Before I try to obtain a handful of CPAN modules which are missing or 'unsupported' in OpenSuse, my question to this admin forum is what pro's and con's to consider when deciding whether to use a pre-configured postgresql versus building it ourselves.
Best,
-ar
Armin Resch <reschab@gmail.com> writes: > Yet, now, we switch to a more modern distro (OpenSuse 12.1), which does > have the RPM for Perl 5.14.2 pre-installed with the option to install more > RPMs such as > perl-DBI-1.616-7.1.3 > perl-DBD-Pg-2.18.0-3.1.4 > postgresql-9.1.1-3.1.4 > Once our custom applications are tested and behave, the idea is to freeze > all prerequisites until we go to a different generation (potentially > different distro altogether in >= 5 years). > Before I try to obtain a handful of CPAN modules which are missing or > 'unsupported' in OpenSuse, my question to this admin forum is what pro's > and con's to consider when deciding whether to use a pre-configured > postgresql versus building it ourselves. Well, if you're starting deployment now with a five-year plan, it's pretty dumb not to be using the latest major release (ie 9.2). 9.1 will be out of support in four years. But even if 9.1 is the release series you want to freeze on, it does not speak well at all for OpenSUSE's update practices if they're still shipping 9.1.1. That's more than a year out of date, and has assorted known security and data-loss issues, cf http://www.postgresql.org/docs/9.1/static/release.html If that's actually the latest version available from them, you'd be very well advised to use your own build of PG instead, and pay attention to our update releases. I can't speak to the question of whether their Perl packages are equally out of date --- you might be all right using those. regards, tom lane
Thx, Tom. OpenSUSE's most recent postgres 9.1 is 9.1.6. Yet, 9.1.1 is what was part of the opensuse12.1 snapshot of RPMs on top of which some of our engineers develop proprietary apps. It worked well for them to freeze an RPM repo because it can happen (and did happen!) that upgrading an individual RPM snow-balled due to package dependencies and eventually broke a proprietary app. It's unfortunate timing that 9.1.1 was the version at the time of the freeze. So, I guess, one needs to evaluate to what extent an upgrade of postgres is contained (e.g. nothing else but perl-DBD::Pg) OR weigh the effort against building it from source.

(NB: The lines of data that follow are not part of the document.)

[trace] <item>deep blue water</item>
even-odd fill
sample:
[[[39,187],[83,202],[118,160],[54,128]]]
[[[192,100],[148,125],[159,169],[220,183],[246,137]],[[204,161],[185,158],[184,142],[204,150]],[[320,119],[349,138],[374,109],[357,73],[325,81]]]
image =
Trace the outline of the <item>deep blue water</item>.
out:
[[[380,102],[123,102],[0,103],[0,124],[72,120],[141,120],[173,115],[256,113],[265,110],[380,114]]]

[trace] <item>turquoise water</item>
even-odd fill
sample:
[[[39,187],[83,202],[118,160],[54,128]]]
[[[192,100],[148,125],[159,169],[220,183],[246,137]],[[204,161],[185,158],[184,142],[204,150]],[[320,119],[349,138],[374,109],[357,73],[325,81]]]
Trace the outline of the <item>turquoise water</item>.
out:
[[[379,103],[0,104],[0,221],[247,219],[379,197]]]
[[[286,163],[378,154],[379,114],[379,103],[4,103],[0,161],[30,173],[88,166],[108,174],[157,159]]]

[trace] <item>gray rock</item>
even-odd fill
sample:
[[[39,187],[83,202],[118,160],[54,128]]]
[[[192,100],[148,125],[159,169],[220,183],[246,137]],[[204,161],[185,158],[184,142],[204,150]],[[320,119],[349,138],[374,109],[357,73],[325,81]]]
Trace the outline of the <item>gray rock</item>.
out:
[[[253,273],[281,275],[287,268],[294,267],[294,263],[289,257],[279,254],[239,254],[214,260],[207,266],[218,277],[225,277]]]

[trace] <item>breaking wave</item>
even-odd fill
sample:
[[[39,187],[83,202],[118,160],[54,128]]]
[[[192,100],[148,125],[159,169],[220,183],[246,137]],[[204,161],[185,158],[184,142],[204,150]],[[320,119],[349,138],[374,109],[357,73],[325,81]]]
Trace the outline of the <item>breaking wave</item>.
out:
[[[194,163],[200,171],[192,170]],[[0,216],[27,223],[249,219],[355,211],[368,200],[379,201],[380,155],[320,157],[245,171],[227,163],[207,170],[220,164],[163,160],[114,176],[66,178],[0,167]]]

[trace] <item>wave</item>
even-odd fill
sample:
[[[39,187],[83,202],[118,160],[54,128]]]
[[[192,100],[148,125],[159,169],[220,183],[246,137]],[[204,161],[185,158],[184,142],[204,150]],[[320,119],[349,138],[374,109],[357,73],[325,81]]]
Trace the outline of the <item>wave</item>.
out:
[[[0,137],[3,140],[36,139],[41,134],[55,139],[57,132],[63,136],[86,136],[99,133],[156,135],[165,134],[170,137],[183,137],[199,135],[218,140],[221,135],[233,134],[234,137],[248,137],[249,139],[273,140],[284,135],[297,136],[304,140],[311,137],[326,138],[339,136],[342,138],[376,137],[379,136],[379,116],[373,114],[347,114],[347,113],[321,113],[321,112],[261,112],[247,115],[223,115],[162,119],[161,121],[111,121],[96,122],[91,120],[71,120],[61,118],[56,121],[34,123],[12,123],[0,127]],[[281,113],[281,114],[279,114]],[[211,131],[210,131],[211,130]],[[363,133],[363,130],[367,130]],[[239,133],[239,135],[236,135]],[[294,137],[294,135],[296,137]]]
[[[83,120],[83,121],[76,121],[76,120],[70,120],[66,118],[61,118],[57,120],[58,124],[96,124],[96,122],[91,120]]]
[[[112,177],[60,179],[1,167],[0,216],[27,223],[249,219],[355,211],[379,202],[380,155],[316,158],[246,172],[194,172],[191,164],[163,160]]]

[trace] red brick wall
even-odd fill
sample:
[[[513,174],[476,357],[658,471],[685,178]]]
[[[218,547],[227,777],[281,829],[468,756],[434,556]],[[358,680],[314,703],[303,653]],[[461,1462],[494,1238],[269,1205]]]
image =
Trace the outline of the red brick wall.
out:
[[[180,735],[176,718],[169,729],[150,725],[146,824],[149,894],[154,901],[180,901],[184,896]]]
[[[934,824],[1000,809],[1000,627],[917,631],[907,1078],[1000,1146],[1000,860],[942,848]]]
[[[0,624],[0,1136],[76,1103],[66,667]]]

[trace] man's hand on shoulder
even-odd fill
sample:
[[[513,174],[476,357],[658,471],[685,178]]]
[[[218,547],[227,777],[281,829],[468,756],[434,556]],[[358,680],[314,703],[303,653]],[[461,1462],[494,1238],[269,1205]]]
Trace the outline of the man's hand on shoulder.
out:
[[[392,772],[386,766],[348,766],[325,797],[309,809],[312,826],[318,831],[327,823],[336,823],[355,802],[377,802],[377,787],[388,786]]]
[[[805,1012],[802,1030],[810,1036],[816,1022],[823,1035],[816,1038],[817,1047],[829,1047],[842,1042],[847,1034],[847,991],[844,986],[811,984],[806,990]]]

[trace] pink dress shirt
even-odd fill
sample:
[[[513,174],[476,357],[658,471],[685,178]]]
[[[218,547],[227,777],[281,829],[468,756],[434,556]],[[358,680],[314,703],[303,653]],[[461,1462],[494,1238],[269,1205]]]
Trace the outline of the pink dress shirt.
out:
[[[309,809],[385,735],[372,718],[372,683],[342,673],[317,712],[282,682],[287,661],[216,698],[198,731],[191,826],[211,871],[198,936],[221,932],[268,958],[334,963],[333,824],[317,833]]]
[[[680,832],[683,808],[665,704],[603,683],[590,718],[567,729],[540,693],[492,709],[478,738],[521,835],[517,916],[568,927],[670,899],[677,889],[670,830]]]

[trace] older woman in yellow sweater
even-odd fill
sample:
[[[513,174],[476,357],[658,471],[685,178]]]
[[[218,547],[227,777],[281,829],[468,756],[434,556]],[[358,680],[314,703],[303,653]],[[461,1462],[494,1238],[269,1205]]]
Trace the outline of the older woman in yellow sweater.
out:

Armin Resch wrote: > one needs to evaluate to what extent an upgrade of postgres is contained PostgreSQL minor releases (where the version number matches to the left of the second dot) only contain fixes for bugs and security vulnerabilities. Dependencies on other packages should not change. http://www.postgresql.org/support/versioning/ -Kevin
Indeed, 9.1.1 produced log entries complaining about a non-existent schema which clearly exists, and I confirmed 9.1.6 behaves.
...
2013-01-10 15:49:45.068 CST - - 50ef3779.377: WARNING: invalid value for parameter "search_path": "beverlyhills, public"
2013-01-10 15:49:45.068 CST - - 50ef3779.377: DETAIL: schema "beverlyhills" does not exist
2013-01-10 15:50:15.080 CST - - 50ef3797.394: WARNING: invalid value for parameter "search_path": "beverlyhills, public"

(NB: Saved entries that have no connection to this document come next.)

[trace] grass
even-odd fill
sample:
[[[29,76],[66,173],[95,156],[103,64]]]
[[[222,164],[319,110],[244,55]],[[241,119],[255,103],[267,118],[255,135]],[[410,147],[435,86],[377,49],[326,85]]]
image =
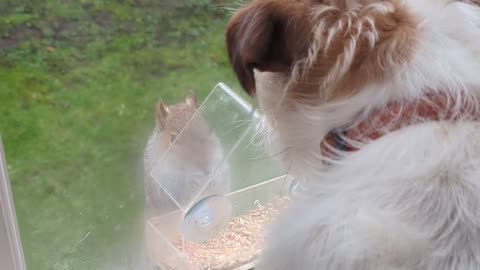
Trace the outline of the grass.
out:
[[[135,250],[124,243],[142,211],[154,104],[203,98],[219,81],[238,89],[229,5],[1,1],[0,132],[28,269],[101,269]]]

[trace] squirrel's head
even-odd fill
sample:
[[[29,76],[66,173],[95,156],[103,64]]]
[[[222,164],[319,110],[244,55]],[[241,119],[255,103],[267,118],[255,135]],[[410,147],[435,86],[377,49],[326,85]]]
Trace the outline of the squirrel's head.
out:
[[[218,138],[209,128],[199,109],[198,99],[190,91],[185,101],[166,106],[159,102],[156,122],[159,151],[169,149],[168,155],[183,162],[185,167],[205,170],[210,167],[208,153],[218,147]]]

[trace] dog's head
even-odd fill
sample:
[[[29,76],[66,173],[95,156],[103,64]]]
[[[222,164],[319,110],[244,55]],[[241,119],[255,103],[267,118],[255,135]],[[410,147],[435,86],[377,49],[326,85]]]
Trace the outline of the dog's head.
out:
[[[291,171],[293,161],[300,171],[320,164],[323,137],[348,124],[365,101],[373,103],[371,95],[362,104],[350,97],[411,61],[418,21],[402,3],[253,0],[231,18],[226,42],[233,70],[266,115],[268,149],[281,153]]]
[[[254,0],[231,18],[226,41],[242,87],[264,107],[318,104],[407,63],[416,25],[400,1]]]

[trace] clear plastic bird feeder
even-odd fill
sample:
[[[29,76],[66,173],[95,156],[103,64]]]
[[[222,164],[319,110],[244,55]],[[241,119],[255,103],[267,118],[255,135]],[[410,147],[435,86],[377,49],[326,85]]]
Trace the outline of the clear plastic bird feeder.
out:
[[[250,104],[220,83],[156,162],[150,176],[170,206],[146,216],[148,255],[159,269],[253,268],[263,229],[288,201],[292,186],[255,140],[259,117]],[[187,130],[204,124],[221,144],[218,164],[211,172],[176,179],[172,172],[195,170],[182,167],[189,164],[169,155]],[[201,148],[190,151],[205,159],[212,154]],[[175,169],[166,170],[168,166]],[[182,186],[178,181],[190,184]]]

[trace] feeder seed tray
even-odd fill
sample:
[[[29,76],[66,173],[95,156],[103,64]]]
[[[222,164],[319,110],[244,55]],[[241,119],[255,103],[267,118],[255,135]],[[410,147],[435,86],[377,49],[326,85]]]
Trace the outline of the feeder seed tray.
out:
[[[245,215],[232,218],[216,237],[198,244],[179,237],[176,247],[185,259],[199,269],[237,269],[257,259],[263,247],[264,228],[285,206],[286,197],[276,198],[266,206],[257,204]],[[170,269],[175,269],[170,267]]]

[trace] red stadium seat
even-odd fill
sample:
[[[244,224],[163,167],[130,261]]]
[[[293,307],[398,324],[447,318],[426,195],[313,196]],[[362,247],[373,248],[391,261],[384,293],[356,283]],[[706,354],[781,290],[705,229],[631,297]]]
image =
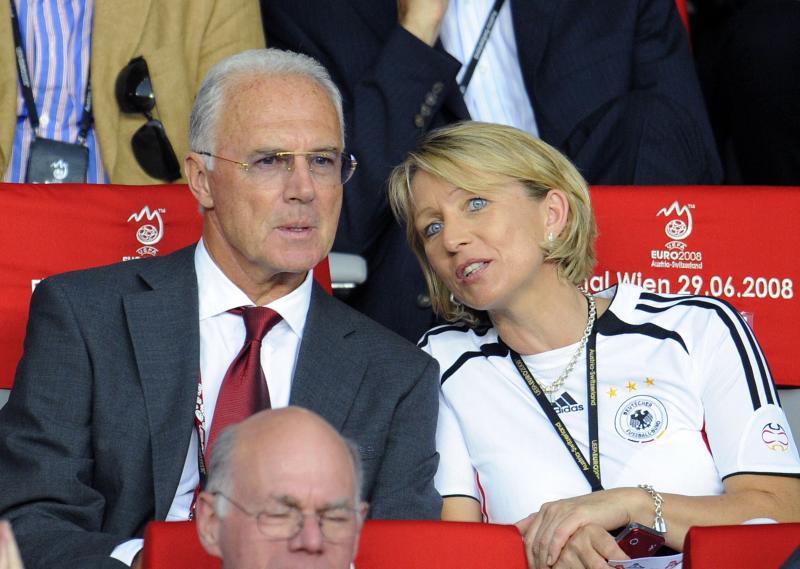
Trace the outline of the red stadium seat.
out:
[[[22,355],[31,291],[64,271],[165,255],[200,238],[184,185],[0,184],[0,388]],[[314,276],[331,291],[328,260]]]
[[[683,25],[689,31],[689,10],[686,6],[686,0],[675,0],[675,4],[678,6],[678,13],[681,15]]]
[[[151,522],[143,569],[219,569],[192,522]],[[527,569],[514,526],[370,520],[361,534],[356,569]]]
[[[800,321],[800,187],[593,186],[591,195],[600,236],[590,290],[627,280],[723,298],[748,318],[775,383],[800,387],[786,333]]]
[[[800,523],[693,527],[683,569],[779,569],[798,547]]]
[[[370,520],[356,569],[527,569],[522,536],[510,525]]]
[[[150,522],[144,532],[142,569],[220,569],[200,544],[194,522]]]

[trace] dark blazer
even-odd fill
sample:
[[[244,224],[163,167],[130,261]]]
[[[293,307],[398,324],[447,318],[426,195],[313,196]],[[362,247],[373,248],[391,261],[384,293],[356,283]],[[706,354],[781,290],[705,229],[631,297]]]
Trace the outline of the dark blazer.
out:
[[[165,518],[194,426],[197,297],[194,247],[36,287],[0,410],[0,517],[28,569],[121,567],[112,549]],[[432,359],[315,285],[290,400],[356,441],[373,517],[439,517],[437,394]]]
[[[590,183],[720,179],[673,0],[514,0],[511,9],[540,136]],[[369,268],[352,303],[416,340],[432,318],[418,303],[425,284],[385,181],[421,135],[469,117],[455,83],[460,64],[401,28],[395,0],[267,0],[262,12],[268,44],[317,58],[343,92],[359,168],[334,249],[365,256]]]

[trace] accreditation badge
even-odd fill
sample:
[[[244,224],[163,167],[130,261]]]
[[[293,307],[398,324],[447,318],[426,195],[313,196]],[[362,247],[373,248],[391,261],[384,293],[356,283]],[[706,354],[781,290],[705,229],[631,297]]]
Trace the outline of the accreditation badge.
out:
[[[88,168],[86,146],[37,136],[31,144],[25,181],[31,184],[84,183]]]

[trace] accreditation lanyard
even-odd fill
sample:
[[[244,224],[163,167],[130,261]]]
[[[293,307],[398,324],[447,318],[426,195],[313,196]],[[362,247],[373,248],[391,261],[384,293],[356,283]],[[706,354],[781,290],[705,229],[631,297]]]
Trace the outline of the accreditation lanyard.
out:
[[[584,477],[586,477],[586,481],[589,483],[589,486],[591,486],[592,492],[602,490],[603,485],[600,483],[600,440],[597,432],[597,326],[592,326],[592,331],[589,333],[589,338],[586,341],[586,390],[589,395],[587,412],[589,414],[589,450],[591,452],[591,462],[587,461],[586,457],[583,456],[581,449],[578,447],[578,443],[572,438],[567,426],[561,421],[556,412],[553,411],[553,406],[550,404],[542,388],[536,382],[536,379],[534,379],[528,366],[522,361],[522,357],[511,348],[508,348],[508,351],[511,353],[511,360],[517,367],[517,371],[528,385],[528,389],[531,390],[531,393],[536,398],[544,414],[550,419],[553,429],[561,438],[561,442],[564,443],[564,446],[569,451],[575,464],[578,465],[578,468],[580,468]]]
[[[22,44],[22,32],[19,26],[19,16],[14,0],[11,1],[11,28],[14,35],[15,55],[17,59],[17,74],[22,86],[22,98],[25,100],[25,107],[28,109],[28,119],[31,121],[33,132],[38,136],[39,113],[36,111],[36,102],[33,100],[33,87],[31,87],[31,73],[28,68],[28,60],[25,55],[25,46]],[[92,87],[91,80],[86,80],[86,98],[83,102],[83,115],[81,116],[80,128],[78,131],[78,144],[83,145],[89,135],[92,126]]]
[[[197,378],[197,400],[194,407],[194,426],[197,430],[197,473],[200,480],[194,489],[192,503],[189,506],[189,519],[194,519],[195,508],[197,507],[197,497],[200,491],[206,487],[208,478],[208,466],[206,465],[206,413],[203,404],[203,379],[198,374]]]
[[[497,16],[500,14],[500,9],[505,3],[506,0],[494,0],[494,5],[489,11],[489,15],[486,17],[481,35],[478,36],[478,43],[475,44],[475,49],[472,51],[472,58],[469,60],[469,64],[467,64],[464,76],[461,77],[461,81],[458,82],[458,89],[461,91],[462,95],[467,92],[467,87],[469,86],[473,73],[475,73],[475,68],[478,66],[478,61],[480,61],[483,50],[486,49],[486,44],[489,42],[489,36],[497,21]]]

2013-01-10 15:50:15.080 CST - - 50ef3797.394: DETAIL: schema "beverlyhills" does not exist
2013-01-10 15:50:30.082 CST - - 50ef37a6.3a3: WARNING: invalid value for parameter "search_path": "beverlyhills, public"

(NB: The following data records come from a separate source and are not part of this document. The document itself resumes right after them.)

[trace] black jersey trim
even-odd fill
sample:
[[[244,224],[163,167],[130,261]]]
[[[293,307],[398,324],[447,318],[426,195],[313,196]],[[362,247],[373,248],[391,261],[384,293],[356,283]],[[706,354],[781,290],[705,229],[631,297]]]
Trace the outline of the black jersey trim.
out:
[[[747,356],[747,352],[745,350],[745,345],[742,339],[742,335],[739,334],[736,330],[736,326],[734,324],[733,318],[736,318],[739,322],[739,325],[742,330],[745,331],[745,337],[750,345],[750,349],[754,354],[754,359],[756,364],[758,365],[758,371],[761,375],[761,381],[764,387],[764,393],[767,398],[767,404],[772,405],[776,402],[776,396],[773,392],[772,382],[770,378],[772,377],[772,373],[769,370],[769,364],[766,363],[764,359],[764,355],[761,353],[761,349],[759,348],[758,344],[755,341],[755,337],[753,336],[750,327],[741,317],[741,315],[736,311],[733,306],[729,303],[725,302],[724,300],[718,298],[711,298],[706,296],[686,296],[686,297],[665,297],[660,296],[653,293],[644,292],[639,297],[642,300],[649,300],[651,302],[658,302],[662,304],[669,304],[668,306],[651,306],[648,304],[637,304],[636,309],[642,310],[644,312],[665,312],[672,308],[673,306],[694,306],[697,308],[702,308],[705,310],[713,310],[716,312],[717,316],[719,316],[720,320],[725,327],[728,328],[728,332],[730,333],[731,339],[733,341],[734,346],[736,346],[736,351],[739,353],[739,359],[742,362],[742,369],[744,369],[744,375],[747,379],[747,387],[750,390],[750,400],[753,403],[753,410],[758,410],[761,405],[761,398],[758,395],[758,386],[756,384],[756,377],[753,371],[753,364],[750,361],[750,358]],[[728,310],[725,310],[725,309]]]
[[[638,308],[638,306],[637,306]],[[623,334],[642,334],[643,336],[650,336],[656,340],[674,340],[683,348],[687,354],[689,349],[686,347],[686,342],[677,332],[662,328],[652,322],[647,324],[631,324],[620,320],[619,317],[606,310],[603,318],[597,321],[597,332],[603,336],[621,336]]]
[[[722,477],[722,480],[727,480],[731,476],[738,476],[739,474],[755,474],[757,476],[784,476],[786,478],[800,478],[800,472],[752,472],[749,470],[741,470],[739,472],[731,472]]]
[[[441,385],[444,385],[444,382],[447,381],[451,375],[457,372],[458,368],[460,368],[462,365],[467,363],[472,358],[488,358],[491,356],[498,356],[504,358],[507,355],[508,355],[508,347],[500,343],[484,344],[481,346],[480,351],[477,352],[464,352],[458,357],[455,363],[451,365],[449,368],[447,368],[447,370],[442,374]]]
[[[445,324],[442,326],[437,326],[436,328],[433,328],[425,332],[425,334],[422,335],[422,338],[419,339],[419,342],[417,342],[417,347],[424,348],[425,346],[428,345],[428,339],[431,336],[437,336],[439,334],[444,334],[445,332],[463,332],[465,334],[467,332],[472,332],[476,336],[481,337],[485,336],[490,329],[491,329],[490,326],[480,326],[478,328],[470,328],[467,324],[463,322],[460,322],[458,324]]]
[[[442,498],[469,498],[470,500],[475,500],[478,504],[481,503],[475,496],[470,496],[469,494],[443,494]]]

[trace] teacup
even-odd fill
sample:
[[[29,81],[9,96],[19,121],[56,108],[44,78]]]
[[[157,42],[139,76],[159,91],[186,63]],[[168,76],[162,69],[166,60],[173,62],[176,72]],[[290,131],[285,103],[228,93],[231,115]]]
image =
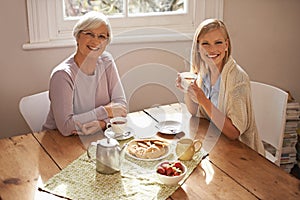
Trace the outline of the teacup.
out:
[[[187,90],[188,87],[197,79],[197,75],[192,72],[181,72],[181,86],[184,90]]]
[[[182,138],[177,142],[176,155],[179,160],[192,160],[194,154],[201,149],[202,142],[190,138]]]
[[[106,127],[111,127],[111,130],[115,133],[115,136],[121,135],[127,130],[127,119],[125,117],[114,117],[110,119]]]

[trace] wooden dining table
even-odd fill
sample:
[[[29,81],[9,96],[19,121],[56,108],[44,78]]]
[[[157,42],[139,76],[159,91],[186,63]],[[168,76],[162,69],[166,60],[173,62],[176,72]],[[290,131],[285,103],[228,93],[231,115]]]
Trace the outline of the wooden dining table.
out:
[[[202,141],[207,156],[169,200],[300,199],[297,178],[242,142],[226,138],[208,120],[191,116],[182,103],[132,112],[127,118],[135,137]],[[157,124],[162,121],[181,122],[181,131],[161,133]],[[66,199],[40,188],[101,137],[103,133],[64,137],[51,130],[1,139],[0,200]]]

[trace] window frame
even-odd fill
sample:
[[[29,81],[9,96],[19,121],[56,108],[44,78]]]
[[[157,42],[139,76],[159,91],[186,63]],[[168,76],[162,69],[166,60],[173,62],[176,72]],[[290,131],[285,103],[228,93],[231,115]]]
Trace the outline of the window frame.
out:
[[[205,18],[223,19],[223,1],[188,0],[186,14],[112,17],[112,44],[191,40]],[[76,21],[63,20],[62,4],[62,0],[27,0],[29,42],[23,44],[23,49],[75,46],[71,32]],[[145,18],[147,27],[143,24]]]

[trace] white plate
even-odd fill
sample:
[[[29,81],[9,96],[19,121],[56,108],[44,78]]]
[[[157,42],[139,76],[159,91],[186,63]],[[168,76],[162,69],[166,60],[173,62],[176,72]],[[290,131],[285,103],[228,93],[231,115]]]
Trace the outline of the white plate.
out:
[[[177,134],[180,133],[181,123],[178,121],[162,121],[157,124],[159,132],[164,134]]]
[[[170,144],[169,142],[167,142],[168,145],[165,146],[165,148],[166,148],[166,153],[163,154],[163,155],[161,155],[161,156],[158,157],[158,158],[138,158],[138,157],[132,155],[131,153],[129,153],[128,147],[130,147],[130,145],[134,144],[136,141],[142,141],[142,140],[148,141],[148,140],[159,140],[159,139],[134,139],[134,140],[131,140],[131,141],[128,143],[127,147],[126,147],[126,151],[125,151],[125,152],[126,152],[126,155],[129,156],[129,157],[131,157],[131,158],[134,158],[134,159],[136,159],[136,160],[142,160],[142,161],[155,161],[155,160],[161,160],[161,159],[164,159],[164,158],[166,158],[167,156],[169,156],[170,153],[171,153],[171,144]],[[162,140],[162,141],[164,141],[164,140]],[[166,142],[166,141],[164,141],[164,142]]]
[[[115,137],[115,132],[113,132],[113,131],[111,130],[111,128],[107,128],[107,129],[104,131],[104,135],[105,135],[106,137],[114,138],[114,139],[116,139],[116,140],[126,140],[126,139],[131,138],[131,137],[134,136],[134,130],[133,130],[132,128],[127,127],[125,132],[127,132],[127,131],[130,131],[130,134],[129,134],[129,135]],[[125,132],[124,132],[124,133],[125,133]]]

2013-01-10 15:50:30.083 CST - - 50ef37a6.3a3: DETAIL: schema "beverlyhills" does not exist
2013-01-10 15:50:45.124 CST - - 50ef37b5.3b1: WARNING: invalid value for parameter "search_path": "beverlyhills, public"
2013-01-10 15:50:45.125 CST - - 50ef37b5.3b1: DETAIL: schema "beverlyhills" does not exist
...
-ar
On Wed, Jan 9, 2013 at 3:59 PM, Kevin Grittner <kgrittn@mail.com> wrote:
Armin Resch wrote:
> one needs to evaluate to what extent an upgrade of postgres is contained
PostgreSQL minor releases (where the version number matches to the
left of the second dot) only contain fixes for bugs and security
vulnerabilities. Dependencies on other packages should not change.